Hitekno.com - Setelah Facebook mulai menutup konten terkait Taliban, kini YouTube dan WhatsApp juga menutup akses untuk akun yang terkait kelompok tersebut.

YouTube dan WhatsApp dilaporkan telah menutup akses untuk akun-akun yang berafiliasi dengan kelompok Taliban di platformnya.

YouTube mengatakan bahwa mereka memiliki kebijakan lama untuk tidak mengizinkan akun yang diyakini dioperasikan oleh Taliban di situsnya.

Hal ini dilontarkan YouTube setelah menghadapi pertanyaan terkait bagaimana mereka menangani kelompok yang kini menguasai Afghanistan tersebut.

Secara terpisah, WhatsApp juga telah menutup akses pengaduan bagi warga Afghanistan yang menghubungi Taliban.
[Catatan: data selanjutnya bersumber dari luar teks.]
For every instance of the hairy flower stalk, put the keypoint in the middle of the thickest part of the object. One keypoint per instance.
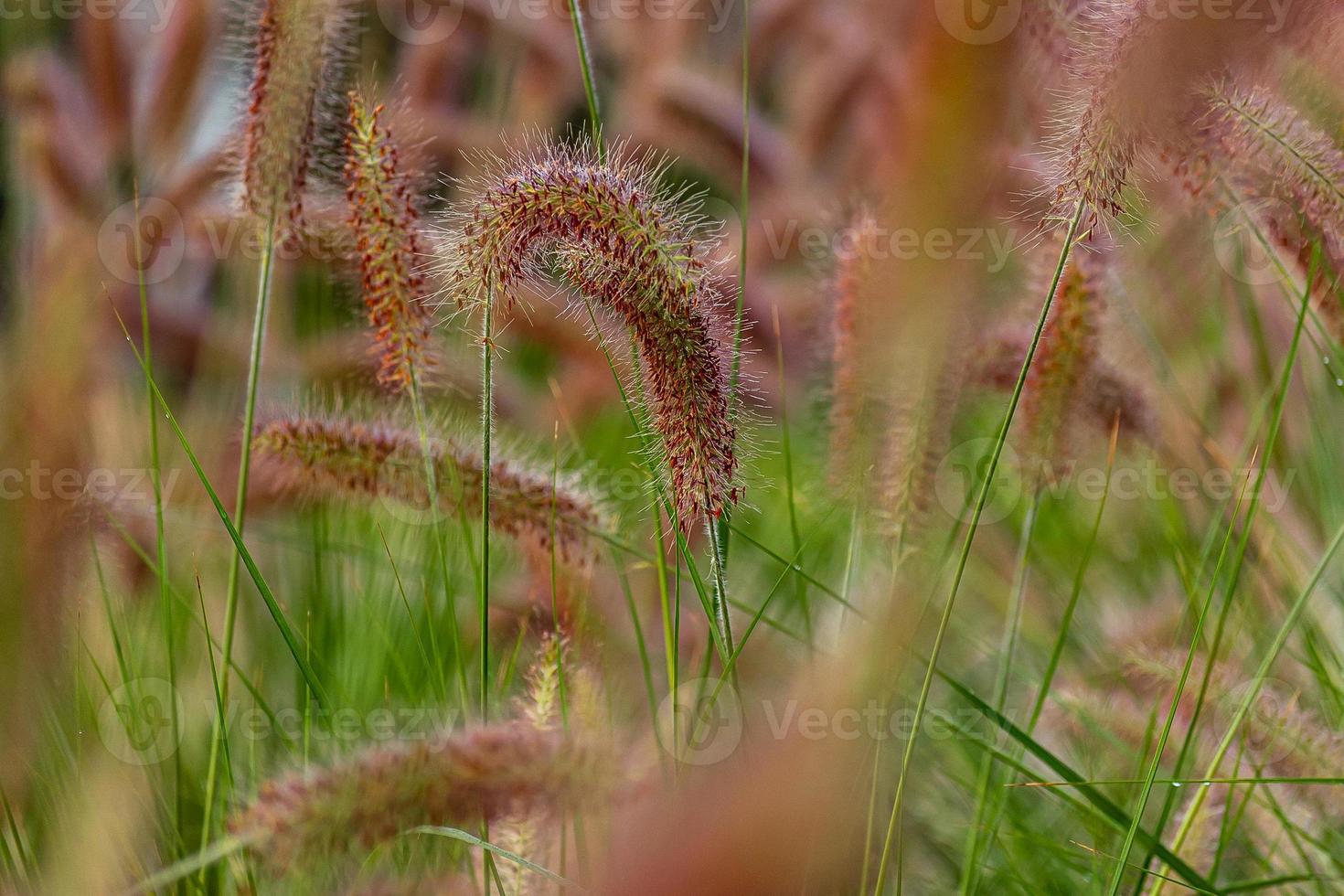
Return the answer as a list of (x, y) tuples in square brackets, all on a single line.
[(917, 443), (849, 278), (1290, 175), (294, 48), (456, 779), (390, 245), (1066, 354), (614, 234), (1138, 78), (371, 460)]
Diketahui bantuan pengaduan ini dibentuk oleh kelompok tersebut setelah menguasai ibu kota Kabul.

Dikutip dari NDTV, Rabu (18/8/2021), juru bicara WhatsApp menolak untuk mengomentari tindakan tersebut.

Ilustrasi youtuber (freepik)
Ilustrasi youtuber (freepik)

Ia mengatakan bahwa upaya ini diwajibkan dalam undang-undang sanksi Amerika Serikat untuk melarang akun yang diyakini mewakili kelompok Taliban.

Disebutkan juga bahwa Facebook telah memblokir nomor pengaduan yang merupakan hotline darurat bagi para warga sipil untuk melaporkan kekerasan, penjarahan, atau masalah lain.

Pemblokiran ini dilakukan bersamaan dengan channel resmi Taliban lainnya.

Di sisi lain, Facebook mengatakan bahwa Taliban adalah kelompok teroris dan melarang konten mereka beredar di platformnya.

Juru bicara Taliban menuduh Facebook bahwa mereka menyensor konten berisi konferensi pers pada Selasa kemarin.

Pengambilalihan cepat oleh Taliban di Afghanistan menimbulkan tantangan bagi beberapa media sosial tentang apa dan siapa yang harus diizinkan di platform mereka.

Itulah laporan yang menyebut YouTube dan WhatsApp telah menutup akses akun terkait kelompok Taliban dari platformnya. (Suara.com/ Dicky Prastya).